Blowhard, Esq. writes:
Author D.R. Haney traces the history of Playboy magazine, provides a character sketch of founder Hugh Hefner, and charts the fortunes of a number of Playmates in this 9,000-word essay. A fascinating bit of cultural history.
At the same table, Hefner wrote a sketch of his target reader, the sort of young urban bachelor who enjoyed “mixing up cocktails and an hors d’oeuvre or two, putting a little mood music on the phonograph, and inviting in a female acquaintance for a quiet discussion on Picasso, Nietzsche, jazz, sex.” This fantasy figure had been a stock character of Hollywood movies since the silent era, the aristocratic rake often found in drawing rooms, where he wore a smoking jacket, or exclusive nightspots, where he wore a tuxedo. His wealth and wit made him irresistible to naïve young women and shady at best to audiences enamored of the hardworking, plainspoken, outdoorsy type; but in Stag Party, Hefner, a movie fan since childhood, would rescue the rake from villainy as the male counterpart of the femme fatale and position him as a hero. A cartoonist drew an anthropomorphic stag to serve as the magazine’s mascot, and when Stag Party became Playboy, the stag became a rabbit still dressed in the stag’s smoking jacket and raising his fizzy drink in a firelit den.
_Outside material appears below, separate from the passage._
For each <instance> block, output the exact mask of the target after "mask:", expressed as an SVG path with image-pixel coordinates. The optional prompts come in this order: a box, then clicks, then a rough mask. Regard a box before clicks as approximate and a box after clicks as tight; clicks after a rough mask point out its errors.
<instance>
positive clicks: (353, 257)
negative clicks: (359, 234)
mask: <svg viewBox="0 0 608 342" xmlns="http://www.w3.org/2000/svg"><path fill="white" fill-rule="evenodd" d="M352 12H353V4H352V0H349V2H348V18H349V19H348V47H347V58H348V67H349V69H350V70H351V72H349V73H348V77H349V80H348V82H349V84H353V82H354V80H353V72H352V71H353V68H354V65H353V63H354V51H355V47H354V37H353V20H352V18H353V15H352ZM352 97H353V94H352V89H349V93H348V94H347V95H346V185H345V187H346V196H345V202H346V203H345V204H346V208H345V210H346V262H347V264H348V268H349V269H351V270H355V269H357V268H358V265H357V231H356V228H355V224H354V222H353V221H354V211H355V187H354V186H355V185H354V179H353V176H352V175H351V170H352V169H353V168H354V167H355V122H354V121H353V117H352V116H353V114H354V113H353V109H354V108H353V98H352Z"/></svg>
STAR 80, Bob Fosse’s film about the murder of Playmate Dorothy Stratten, is available in full on YouTube.
Carpenter’s full Village Voice piece can be read here: http://www.teresacarpenter.com/voice_playmate.pdf. In typical tabloid style, it is both prudish & prurient–tut-tutting the sleaziness of the old starlet/mogul symbiosis before proceeding to describe the death scene in morbidly excessive, borderline voyeuristic detail.